Юношеские годы Пушкина - страница 6



– Однако, ты все тот же сорвиголова, – заговорил он, выпуская сына из объятий. – Лежачего, ты знаешь, не бьют; de mortuis aut bene, aut nihil[5], а Кюхельбекер ваш теперь тот же покойник.

– Совершенно верно, папенька, – весело отозвался Александр. —

Покойник Клит в раю не будет:
Творил он тяжкие грехи.
Пусть Бог дела его забудет,
Как свет забыл его стихи.

– Эпиграмма эта твоего собственного сочинения? – недоверчиво спросил Сергей Львович.

– Собственного. Илличевский еще перещеголял меня по этой части. Поди-ка сюда, Илличевский!

Тот не замедлил явиться на зов и почтительно поздоровался с отцом приятеля. На просьбу Сергея Львовича – сказать также одну из своих эпиграмм – он не стал долго чиниться и не без самодовольства продекламировал:

– Нет, полно, мудрецы, обманывать вам свет
И утверждать свое, что совершенства нет
На свете в твари тленной.
Явися, Виленька, и докажи собой,
Что ты и телом и душой
Урод пресовершенный.

– На бедного Макара все шишки валятся, – заметил Сергей Львович.

– На то он и Макар, – легкомысленно подхватил Александр. – Пущин составил даже целый сборник эпиграмм на него: «Жертва Мому, или Лицейская антология»[6].

Наблюдавший за играющими дежурный гувернер Чириков наклонился к Пушкину и шепнул ему:

– Пожалейте хоть несчастного! Вы видите: он вне себя.

И точно: Кюхельбекер был красен, как раззадоренный индейский петух. Размахивая своими длинными, как жерди, руками, захлебываясь и отдуваясь, он хриплым басом и с заметным немецким произношением слезно жаловался столпившейся около него кучке молодежи на причиненную ему обиду:

– Разве этак можно?.. Разве мы играем теперь в чехарду?
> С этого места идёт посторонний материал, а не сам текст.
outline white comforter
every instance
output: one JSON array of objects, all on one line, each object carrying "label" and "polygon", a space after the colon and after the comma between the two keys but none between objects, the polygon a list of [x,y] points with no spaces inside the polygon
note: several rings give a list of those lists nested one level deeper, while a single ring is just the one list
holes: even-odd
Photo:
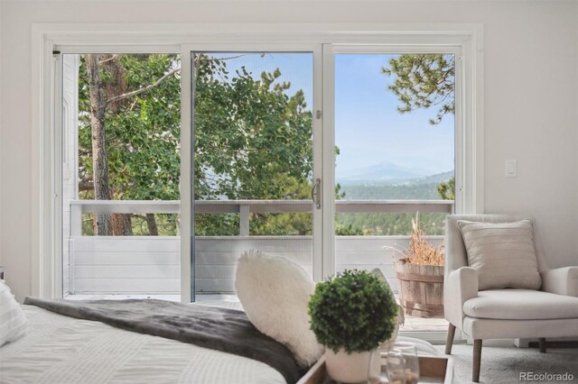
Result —
[{"label": "white comforter", "polygon": [[0,383],[284,383],[268,365],[22,306],[30,326],[0,348]]}]

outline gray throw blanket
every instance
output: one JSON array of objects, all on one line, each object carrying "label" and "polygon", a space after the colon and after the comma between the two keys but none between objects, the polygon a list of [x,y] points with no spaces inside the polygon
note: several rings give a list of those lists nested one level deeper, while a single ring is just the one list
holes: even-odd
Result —
[{"label": "gray throw blanket", "polygon": [[24,304],[256,360],[277,370],[287,383],[297,382],[303,373],[289,350],[259,332],[242,311],[154,299],[70,301],[26,297]]}]

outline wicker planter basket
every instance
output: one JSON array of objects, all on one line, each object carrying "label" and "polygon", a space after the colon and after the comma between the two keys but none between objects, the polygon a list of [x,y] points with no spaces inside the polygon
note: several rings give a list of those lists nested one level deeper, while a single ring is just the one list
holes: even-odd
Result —
[{"label": "wicker planter basket", "polygon": [[399,301],[406,314],[443,317],[443,266],[394,261]]}]

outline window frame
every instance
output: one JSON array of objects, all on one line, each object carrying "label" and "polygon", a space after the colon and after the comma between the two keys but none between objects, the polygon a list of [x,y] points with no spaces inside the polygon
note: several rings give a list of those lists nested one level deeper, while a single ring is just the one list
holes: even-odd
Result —
[{"label": "window frame", "polygon": [[[456,175],[456,188],[464,198],[456,211],[461,213],[483,212],[483,28],[479,23],[468,24],[392,24],[392,23],[198,23],[198,24],[75,24],[75,23],[33,23],[32,60],[32,274],[31,293],[41,297],[58,297],[61,279],[56,272],[59,267],[58,246],[55,241],[59,233],[54,233],[54,224],[59,222],[58,199],[60,194],[55,181],[61,178],[54,169],[55,135],[57,123],[54,116],[53,59],[55,48],[66,53],[91,52],[157,52],[180,53],[182,55],[182,233],[191,233],[191,63],[186,59],[191,47],[216,47],[219,44],[243,46],[247,41],[258,41],[272,46],[284,44],[322,44],[324,58],[331,47],[340,46],[403,46],[460,47],[461,65],[463,79],[461,95],[462,112],[456,113],[456,122],[462,126],[461,137],[457,137],[456,154],[463,153],[460,164],[462,179]],[[397,50],[397,51],[399,51]],[[458,60],[456,60],[457,62]],[[333,78],[332,69],[323,62],[323,77]],[[323,78],[322,110],[332,111],[332,100],[328,92],[332,85]],[[458,93],[456,91],[456,100]],[[333,132],[333,117],[326,113],[323,116],[325,135]],[[327,142],[334,138],[325,138],[324,156],[332,153]],[[333,179],[334,169],[327,159],[323,161],[326,179]],[[457,191],[456,191],[457,193]],[[323,188],[323,204],[332,204],[331,188]],[[332,239],[333,218],[329,217],[332,209],[324,209],[323,222],[331,223],[323,228],[323,265],[334,262]],[[191,236],[182,236],[182,258],[191,253]],[[186,256],[185,256],[186,255]],[[182,299],[188,302],[191,279],[190,265],[182,263]],[[325,274],[325,273],[324,273]],[[186,279],[183,279],[182,278]]]}]

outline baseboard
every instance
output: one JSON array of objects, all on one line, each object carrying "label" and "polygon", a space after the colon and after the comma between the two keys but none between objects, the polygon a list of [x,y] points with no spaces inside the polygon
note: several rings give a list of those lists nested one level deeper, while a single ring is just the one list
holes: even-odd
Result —
[{"label": "baseboard", "polygon": [[[518,348],[537,348],[537,337],[532,339],[514,339],[514,345]],[[546,348],[578,348],[576,337],[551,337],[545,339]]]}]

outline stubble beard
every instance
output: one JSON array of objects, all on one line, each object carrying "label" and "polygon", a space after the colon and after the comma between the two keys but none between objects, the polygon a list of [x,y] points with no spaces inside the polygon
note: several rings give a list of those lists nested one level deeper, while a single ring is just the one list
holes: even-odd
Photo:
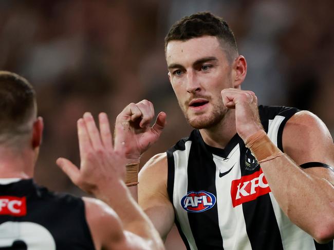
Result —
[{"label": "stubble beard", "polygon": [[224,119],[228,111],[228,109],[224,106],[222,102],[221,105],[214,106],[210,114],[207,115],[194,116],[191,119],[184,107],[181,107],[181,108],[188,123],[196,129],[208,129],[215,127]]}]

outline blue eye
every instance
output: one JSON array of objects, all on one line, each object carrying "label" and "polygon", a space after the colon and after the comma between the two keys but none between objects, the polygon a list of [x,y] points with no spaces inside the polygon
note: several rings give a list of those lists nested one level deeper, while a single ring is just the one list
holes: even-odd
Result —
[{"label": "blue eye", "polygon": [[203,71],[206,71],[211,67],[211,66],[209,65],[202,65],[201,69]]},{"label": "blue eye", "polygon": [[175,70],[173,74],[176,75],[181,75],[182,74],[182,71],[181,70]]}]

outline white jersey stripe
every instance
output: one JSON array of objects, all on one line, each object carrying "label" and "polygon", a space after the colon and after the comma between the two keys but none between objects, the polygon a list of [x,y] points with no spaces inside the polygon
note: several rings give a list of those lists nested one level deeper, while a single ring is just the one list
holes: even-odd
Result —
[{"label": "white jersey stripe", "polygon": [[[284,116],[276,115],[273,120],[269,120],[267,134],[276,145],[277,145],[279,129],[285,118]],[[284,250],[315,249],[316,246],[313,238],[296,225],[291,223],[289,218],[280,207],[272,193],[270,192],[269,195],[280,229]],[[296,239],[298,240],[296,240]],[[302,239],[303,240],[301,240]]]},{"label": "white jersey stripe", "polygon": [[182,231],[187,238],[190,249],[197,250],[194,236],[190,228],[188,212],[182,207],[180,202],[182,198],[187,194],[188,163],[191,143],[191,141],[187,141],[184,144],[185,150],[177,150],[173,153],[175,172],[173,202],[175,209],[177,219],[180,222]]},{"label": "white jersey stripe", "polygon": [[[246,232],[246,222],[243,206],[233,206],[230,189],[226,189],[226,183],[241,177],[240,172],[240,150],[237,144],[226,159],[213,155],[216,164],[216,190],[217,207],[220,234],[222,238],[224,250],[250,249],[251,246]],[[220,173],[226,172],[233,168],[228,174],[219,177]],[[236,232],[238,232],[237,234]]]}]

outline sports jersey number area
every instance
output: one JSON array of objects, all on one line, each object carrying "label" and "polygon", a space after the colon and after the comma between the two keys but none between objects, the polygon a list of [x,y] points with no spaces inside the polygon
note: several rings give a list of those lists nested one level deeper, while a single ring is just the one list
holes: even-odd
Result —
[{"label": "sports jersey number area", "polygon": [[24,242],[27,250],[55,250],[53,238],[41,225],[12,221],[0,224],[0,249],[11,249],[11,247],[17,242]]}]

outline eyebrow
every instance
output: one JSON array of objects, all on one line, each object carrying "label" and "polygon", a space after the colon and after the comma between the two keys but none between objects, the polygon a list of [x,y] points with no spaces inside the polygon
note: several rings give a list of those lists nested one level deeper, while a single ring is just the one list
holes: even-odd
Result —
[{"label": "eyebrow", "polygon": [[[195,62],[193,64],[193,66],[196,66],[199,64],[203,64],[204,62],[207,62],[210,61],[217,61],[218,59],[215,56],[208,56],[207,57],[203,57],[202,58],[196,60]],[[183,66],[178,64],[172,64],[168,66],[168,69],[178,69],[178,68],[183,68]]]}]

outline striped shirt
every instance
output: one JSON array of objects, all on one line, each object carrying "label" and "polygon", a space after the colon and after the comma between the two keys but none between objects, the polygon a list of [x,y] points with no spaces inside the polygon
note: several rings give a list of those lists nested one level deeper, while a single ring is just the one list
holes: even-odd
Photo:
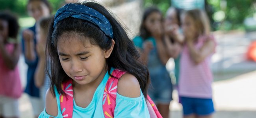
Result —
[{"label": "striped shirt", "polygon": [[[199,37],[198,42],[195,44],[197,50],[199,50],[203,46],[206,37]],[[211,37],[210,40],[216,42],[213,36],[211,36]],[[212,97],[211,83],[213,79],[210,67],[212,55],[206,57],[200,63],[196,65],[191,59],[188,50],[188,48],[185,45],[182,53],[179,82],[179,95],[190,98],[211,98]]]}]

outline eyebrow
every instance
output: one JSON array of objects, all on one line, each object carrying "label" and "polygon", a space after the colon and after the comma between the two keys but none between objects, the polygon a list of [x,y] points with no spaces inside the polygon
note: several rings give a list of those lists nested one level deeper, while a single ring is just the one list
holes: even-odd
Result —
[{"label": "eyebrow", "polygon": [[[76,56],[83,55],[87,54],[89,53],[89,52],[89,52],[88,51],[82,52],[79,52],[79,53],[78,53],[77,54],[76,54],[75,55],[76,55]],[[59,54],[59,55],[61,55],[61,56],[65,56],[69,55],[67,54],[66,54],[64,53],[62,53],[61,52],[58,52],[58,54]]]}]

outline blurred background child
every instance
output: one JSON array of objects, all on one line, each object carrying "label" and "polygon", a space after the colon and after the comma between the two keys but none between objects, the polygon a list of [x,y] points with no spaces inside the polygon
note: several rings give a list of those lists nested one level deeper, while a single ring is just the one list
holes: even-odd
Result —
[{"label": "blurred background child", "polygon": [[179,94],[184,118],[212,118],[214,109],[210,64],[215,39],[203,11],[188,11],[182,17],[185,42],[180,59]]},{"label": "blurred background child", "polygon": [[143,16],[139,35],[133,41],[149,72],[152,86],[148,94],[163,117],[168,118],[173,86],[165,68],[170,57],[163,40],[163,21],[162,13],[158,8],[147,8]]},{"label": "blurred background child", "polygon": [[18,98],[22,93],[17,66],[20,46],[19,26],[10,13],[0,13],[0,118],[18,118]]},{"label": "blurred background child", "polygon": [[[47,0],[29,0],[27,5],[28,14],[35,19],[36,24],[42,17],[48,17],[51,11],[50,4]],[[27,85],[25,92],[30,96],[33,112],[38,117],[43,110],[44,105],[39,89],[35,85],[35,72],[38,62],[38,54],[36,51],[35,24],[23,31],[22,52],[25,55],[26,64],[28,66]]]},{"label": "blurred background child", "polygon": [[43,102],[45,103],[45,94],[46,91],[50,87],[50,78],[46,73],[46,56],[47,54],[45,50],[46,46],[46,38],[47,35],[48,25],[52,18],[48,17],[43,18],[40,19],[37,24],[36,35],[37,41],[36,51],[37,53],[39,61],[35,74],[34,79],[35,85],[39,88],[43,89],[41,94]]}]

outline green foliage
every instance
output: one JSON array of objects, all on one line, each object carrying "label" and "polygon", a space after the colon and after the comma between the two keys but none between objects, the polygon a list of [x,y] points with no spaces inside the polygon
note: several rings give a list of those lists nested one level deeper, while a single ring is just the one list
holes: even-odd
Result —
[{"label": "green foliage", "polygon": [[171,6],[171,0],[144,0],[145,7],[153,5],[156,6],[165,14]]},{"label": "green foliage", "polygon": [[213,14],[219,11],[225,13],[223,21],[214,21],[219,24],[216,30],[243,29],[245,19],[253,17],[256,12],[256,2],[254,0],[206,0],[213,7]]},{"label": "green foliage", "polygon": [[[48,0],[53,8],[53,13],[64,4],[63,0]],[[0,0],[0,11],[8,10],[20,17],[27,17],[26,6],[28,0]]]}]

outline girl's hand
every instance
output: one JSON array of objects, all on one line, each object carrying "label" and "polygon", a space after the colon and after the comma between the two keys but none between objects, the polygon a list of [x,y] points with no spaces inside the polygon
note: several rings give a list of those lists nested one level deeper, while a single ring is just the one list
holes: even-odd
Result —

– Военная, брат, хитрость! – смеялся в ответ Броглио. – На войне допускается всякий фортель.

– Нет, не всякий! Всему есть мера, – заступилась за обиженного матка его – Комовский. – Сергей Гаврилыч – лицо незаинтересованное: пусть он решит, допускается ли такой фортель.

– И прекрасно! Пусть Сергей Гаврилыч решит.

Вся толпа хлынула к судье-гувернеру. Но разбирательство сомнительного вопроса было тут же приостановлено одним плотным, широкоплечим лицеистом.

– Стойте, господа! – крикнул он, поднимая руку. – Сергей Гаврилыч, позвольте мне два слова сказать.

– Не давайте ему говорить! Пускай он говорит! – перебивали друг друга обе враждебные партии.

– Говорите, Пущин, – сказал Чириков.

– Прежде всего, господа, – начал Пущин, – обращу ваше внимание на то, что мы здесь не одни. Меж нас, лицеистов, должен происходить суд – и что же? Какой-то молокосос-пансионер преспокойно слушает нас, подсмеивается над нами.

Все взоры обратились на Левушку Пушкина. По смешливости своей он, действительно, от души потешался также эпиграммами на Кюхельбекера; теперь же, сделавшись предметом общего внимания, он рад был сквозь землю провалиться. Прежде чем поднявшийся среди лицеистов ропот возрос до угрожающего протеста, пансионерик благоразумно юркнул в кусты и исчез.

– Может быть, и я здесь лишний? – спросил Сергей Львович, делая также шаг назад.

– Нет, папенька, вы-то оставайтесь! – поспешил остановить его старший сын. – Пансионеру нельзя было присутствовать при нашем самосуде. Но ваше присутствие нам даже лестно. Не правда ли, господа?

– Н-да, конечно… – нерешительно подтвердило несколько голосов.

– Это был первый пункт, – продолжал Пущин. – Второй пункт следующий: не вы ли сами, Сергей Гаврилыч, всегда твердили нам, что всякий спор нам лучше решать промеж себя, без всякого чужого посредничества?